The top line is vanity, the bottom line is sanity, and cash is reality. Most often, companies focus so much on the top line and bottom line that they forget about cash. This is the main reason why I have seen many profitable companies fail due to improper cash flow management.
CFOs play a pivotal role in setting automotive companies’ financial health and future growth. By embracing technologies, fostering innovation, and building capable teams, CFOs can effectively navigate the complexities of the digital age and position their organization for long-term success in the dynamic automotive industry. While cost control and operational efficiency are indeed critical for any CFO today, they are even more important in the automotive industry, especially because it is a highly competitive market with very tight profit margins. By implementing cost control measures, CFOs can ensure the effective allocation of resources to maximize profitability. Similarly, operational efficiency can be achieved by enhancing productivity and reducing costs. CFOs can also help an organization streamline business processes, eliminate inefficiencies, and optimize resource utilization to drive overall operational effectiveness. Lastly, cost control and operational efficiency contribute significantly toward long-term financial sustainability, enabling companies to wither economic uncertainties and market fluctuations.
Tell us about a few key challenges and opportunities automotive industry CFOs are facing with transformations like electrification and autonomy.
The automotive sector is going to be a very interesting sector to operate in, and we are very excited about the diverse range of opportunities the industry holds. In this transformative era, customers demand digital experiences, urging automotive companies to embrace the future of software-defined vehicles and experiences. While the potential for profitability is immense, it is also accompanied by significant challenges. Firstly, the shift towards EVs requires significant investments in R&D. Secondly, meeting stricter emission and fuel economy regulations is another tough nut to crack for automotive industry CFOs. The third challenge is the need to adapt to changing customer preferences, such as the shift towards shared mobility services. Also, there is immense pressure on organizations to reduce the environmental impact in terms of manufacturing and disposing of batteries. Lastly, there is a dire need to improve cybersecurity and data privacy in connected and autonomous vehicles.

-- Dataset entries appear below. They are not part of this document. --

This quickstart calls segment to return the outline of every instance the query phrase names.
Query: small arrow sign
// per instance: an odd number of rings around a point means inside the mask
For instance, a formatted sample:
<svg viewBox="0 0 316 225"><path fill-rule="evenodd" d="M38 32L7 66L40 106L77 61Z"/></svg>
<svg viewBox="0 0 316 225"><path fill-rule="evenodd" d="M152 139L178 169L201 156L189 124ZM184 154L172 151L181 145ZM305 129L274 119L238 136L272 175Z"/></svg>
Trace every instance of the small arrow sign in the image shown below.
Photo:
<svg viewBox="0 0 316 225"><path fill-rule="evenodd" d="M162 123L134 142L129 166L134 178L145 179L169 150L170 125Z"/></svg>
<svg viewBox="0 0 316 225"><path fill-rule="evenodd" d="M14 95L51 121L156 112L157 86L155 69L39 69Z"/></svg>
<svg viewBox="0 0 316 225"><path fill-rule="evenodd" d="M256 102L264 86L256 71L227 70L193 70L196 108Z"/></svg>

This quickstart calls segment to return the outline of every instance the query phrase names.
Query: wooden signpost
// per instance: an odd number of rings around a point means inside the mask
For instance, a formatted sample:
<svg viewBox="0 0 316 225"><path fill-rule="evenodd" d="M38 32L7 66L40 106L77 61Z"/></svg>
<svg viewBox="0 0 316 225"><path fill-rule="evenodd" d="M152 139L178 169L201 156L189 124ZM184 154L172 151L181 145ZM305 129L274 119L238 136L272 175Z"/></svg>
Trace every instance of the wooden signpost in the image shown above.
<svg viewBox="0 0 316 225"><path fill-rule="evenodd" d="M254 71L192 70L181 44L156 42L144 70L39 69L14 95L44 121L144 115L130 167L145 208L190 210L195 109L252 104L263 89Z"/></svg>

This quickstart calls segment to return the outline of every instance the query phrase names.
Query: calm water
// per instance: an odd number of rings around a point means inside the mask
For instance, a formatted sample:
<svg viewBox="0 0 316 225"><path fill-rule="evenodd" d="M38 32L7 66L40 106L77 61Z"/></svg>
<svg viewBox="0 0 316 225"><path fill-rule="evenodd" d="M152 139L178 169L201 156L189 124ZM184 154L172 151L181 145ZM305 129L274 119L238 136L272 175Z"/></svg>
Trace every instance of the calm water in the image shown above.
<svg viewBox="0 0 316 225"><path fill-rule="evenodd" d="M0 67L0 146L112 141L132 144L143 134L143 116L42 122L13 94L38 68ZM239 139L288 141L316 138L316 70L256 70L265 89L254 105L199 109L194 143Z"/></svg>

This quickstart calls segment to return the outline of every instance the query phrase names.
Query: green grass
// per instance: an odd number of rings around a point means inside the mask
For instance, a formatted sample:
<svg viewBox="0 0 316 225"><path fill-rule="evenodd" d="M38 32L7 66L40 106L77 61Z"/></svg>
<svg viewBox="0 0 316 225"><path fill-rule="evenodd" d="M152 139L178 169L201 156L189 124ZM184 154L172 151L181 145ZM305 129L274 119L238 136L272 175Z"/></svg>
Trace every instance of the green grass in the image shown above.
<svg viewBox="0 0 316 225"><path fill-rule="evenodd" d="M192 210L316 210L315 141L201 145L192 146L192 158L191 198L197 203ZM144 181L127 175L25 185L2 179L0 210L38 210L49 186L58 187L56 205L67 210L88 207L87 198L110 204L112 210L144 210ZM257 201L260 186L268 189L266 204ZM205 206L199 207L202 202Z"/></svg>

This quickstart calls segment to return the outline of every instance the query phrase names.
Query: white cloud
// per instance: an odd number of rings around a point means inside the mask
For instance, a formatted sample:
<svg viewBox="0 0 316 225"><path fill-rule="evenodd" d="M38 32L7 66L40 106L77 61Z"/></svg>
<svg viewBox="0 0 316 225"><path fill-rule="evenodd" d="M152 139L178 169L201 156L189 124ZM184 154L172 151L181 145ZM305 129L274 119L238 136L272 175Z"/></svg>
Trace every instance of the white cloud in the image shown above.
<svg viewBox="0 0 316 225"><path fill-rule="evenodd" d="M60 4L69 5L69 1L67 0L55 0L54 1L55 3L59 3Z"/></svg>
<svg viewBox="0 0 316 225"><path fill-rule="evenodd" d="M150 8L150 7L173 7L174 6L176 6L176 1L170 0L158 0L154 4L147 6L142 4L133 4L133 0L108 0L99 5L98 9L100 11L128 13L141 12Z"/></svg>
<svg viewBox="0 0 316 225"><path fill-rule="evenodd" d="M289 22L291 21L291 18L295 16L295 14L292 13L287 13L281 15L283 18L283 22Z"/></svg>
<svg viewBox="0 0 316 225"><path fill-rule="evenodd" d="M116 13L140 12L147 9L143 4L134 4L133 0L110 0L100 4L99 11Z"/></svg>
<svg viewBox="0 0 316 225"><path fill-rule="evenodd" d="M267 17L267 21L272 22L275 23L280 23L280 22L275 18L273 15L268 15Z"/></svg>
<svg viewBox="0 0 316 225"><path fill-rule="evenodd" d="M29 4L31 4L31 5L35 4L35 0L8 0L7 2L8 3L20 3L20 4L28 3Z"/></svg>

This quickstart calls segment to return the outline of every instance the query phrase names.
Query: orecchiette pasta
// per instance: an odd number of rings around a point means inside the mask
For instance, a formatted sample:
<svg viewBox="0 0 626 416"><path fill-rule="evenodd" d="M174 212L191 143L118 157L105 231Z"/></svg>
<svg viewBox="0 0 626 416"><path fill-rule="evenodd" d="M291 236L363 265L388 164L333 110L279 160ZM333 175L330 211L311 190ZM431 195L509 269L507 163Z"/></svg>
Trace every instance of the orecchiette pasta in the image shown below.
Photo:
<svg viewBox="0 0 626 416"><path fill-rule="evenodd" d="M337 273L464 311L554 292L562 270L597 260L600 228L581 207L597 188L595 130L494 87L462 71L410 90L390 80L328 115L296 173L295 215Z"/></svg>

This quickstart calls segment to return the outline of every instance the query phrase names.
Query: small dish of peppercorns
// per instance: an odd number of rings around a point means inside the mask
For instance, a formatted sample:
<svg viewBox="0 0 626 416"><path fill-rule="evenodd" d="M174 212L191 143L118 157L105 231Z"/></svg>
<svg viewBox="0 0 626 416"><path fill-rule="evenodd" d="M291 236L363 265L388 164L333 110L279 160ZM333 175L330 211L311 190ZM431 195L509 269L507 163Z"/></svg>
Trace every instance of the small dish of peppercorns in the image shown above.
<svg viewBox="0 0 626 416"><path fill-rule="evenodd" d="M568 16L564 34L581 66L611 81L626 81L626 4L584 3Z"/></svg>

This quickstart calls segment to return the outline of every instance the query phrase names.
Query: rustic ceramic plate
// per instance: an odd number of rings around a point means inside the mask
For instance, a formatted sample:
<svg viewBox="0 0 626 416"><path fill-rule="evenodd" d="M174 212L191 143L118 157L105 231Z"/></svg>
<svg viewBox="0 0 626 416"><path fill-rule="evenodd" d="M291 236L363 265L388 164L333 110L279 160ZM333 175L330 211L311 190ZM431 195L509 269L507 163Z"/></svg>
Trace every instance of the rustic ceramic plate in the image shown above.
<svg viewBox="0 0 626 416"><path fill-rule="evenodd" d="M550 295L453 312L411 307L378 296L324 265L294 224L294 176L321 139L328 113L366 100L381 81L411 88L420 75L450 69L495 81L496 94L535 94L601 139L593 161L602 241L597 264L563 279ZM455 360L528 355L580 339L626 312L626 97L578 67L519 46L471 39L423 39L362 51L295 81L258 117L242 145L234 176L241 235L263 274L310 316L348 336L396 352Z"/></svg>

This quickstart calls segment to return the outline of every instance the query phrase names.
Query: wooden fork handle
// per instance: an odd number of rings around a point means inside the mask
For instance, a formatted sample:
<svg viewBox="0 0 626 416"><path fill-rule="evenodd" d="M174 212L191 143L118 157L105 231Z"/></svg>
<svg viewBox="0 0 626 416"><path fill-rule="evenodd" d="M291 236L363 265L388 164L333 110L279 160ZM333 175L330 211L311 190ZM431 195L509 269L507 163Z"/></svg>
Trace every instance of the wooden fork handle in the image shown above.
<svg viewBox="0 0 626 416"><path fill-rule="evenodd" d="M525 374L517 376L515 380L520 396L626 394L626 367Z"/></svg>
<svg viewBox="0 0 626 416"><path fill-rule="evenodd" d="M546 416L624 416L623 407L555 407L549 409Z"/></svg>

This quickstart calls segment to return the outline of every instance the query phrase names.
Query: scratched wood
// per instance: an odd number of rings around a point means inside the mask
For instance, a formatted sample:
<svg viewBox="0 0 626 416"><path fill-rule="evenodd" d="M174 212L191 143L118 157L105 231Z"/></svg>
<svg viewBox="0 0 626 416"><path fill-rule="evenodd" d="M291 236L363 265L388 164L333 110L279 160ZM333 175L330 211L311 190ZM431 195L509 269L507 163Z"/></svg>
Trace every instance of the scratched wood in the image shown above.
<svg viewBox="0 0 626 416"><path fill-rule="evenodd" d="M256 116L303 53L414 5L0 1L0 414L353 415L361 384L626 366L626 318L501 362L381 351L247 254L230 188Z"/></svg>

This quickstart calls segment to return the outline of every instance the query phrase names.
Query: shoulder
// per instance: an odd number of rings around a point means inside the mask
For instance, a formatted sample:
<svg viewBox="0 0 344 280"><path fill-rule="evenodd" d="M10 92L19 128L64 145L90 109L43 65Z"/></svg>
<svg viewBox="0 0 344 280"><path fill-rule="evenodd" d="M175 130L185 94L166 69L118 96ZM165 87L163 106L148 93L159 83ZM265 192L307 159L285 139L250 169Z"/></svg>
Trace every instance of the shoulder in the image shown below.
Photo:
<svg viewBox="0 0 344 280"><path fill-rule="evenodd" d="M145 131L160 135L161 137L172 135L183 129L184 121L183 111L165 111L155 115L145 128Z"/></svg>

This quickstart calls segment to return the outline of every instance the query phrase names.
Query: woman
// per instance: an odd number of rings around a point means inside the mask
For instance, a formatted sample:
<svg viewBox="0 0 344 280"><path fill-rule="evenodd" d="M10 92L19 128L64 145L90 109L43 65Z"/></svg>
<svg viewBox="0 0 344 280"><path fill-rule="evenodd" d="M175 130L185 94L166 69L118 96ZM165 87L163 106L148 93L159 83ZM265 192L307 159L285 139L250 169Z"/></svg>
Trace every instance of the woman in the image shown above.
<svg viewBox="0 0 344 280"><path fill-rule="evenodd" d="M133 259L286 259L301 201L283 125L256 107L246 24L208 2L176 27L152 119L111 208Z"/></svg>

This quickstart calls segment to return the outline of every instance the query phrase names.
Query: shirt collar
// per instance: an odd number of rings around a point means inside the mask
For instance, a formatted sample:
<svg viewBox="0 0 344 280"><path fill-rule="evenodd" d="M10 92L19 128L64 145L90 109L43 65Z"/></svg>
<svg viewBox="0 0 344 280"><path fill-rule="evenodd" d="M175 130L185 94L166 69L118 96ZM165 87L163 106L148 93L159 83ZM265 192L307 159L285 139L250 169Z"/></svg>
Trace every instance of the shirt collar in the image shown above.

Digitizing sales, investing in new services, and establishing a strong technological foundation are now mandatory for an electric-driven future. Thus, CFOs need to reinforce their strategies with proper forecasting, scenario planning, examining their portfolios, and ensuring that the balance sheet is optimized to support the organization’s future strategies and objectives. These steps will not only enable CFOs to transform today’s uncertainties into opportunities but also help them develop more resilience to face future challenges.
Suggest ways in which automotive CFOs, industry groups, and the government can collaborate with each other to drive innovation and responsible investment.
We are witnessing a lot of FDI coming into our country in the automotive sector lately. The government, too, is very focused on producing skilled manpower to take the automotive manufacturing sector to the next level. From the payments perspective, UPI transactions are increasing with each passing day, and the regulators have also invested in creating world-class B2B payment platforms that allow real-time gross settlement and many other facilities. The transparency that exists in the Indian payments space has given a lot of confidence to multinational companies in terms of managing business in a vast country like ours.
What industry-best practices for cost control align with current capital allocation trends, especially for IT infrastructure and equipment?
In a highly competitive marketplace, low-cost producers are the ones who can earn the highest profits. Reducing costs is thus a key objective for most businesses because it increases both efficiency and profitability. Budget constraints for CAPEX in companies help CFOs make investments in a smarter way since they need to preserve cash and keep investments to the bare minimum. Shifting from the CAPEX to the OPEX model for IT can create a lot of opportunities internally, free up valuable resources that would otherwise be spent on managing on-site infrastructure, make future spending more predictable, and lower capital costs.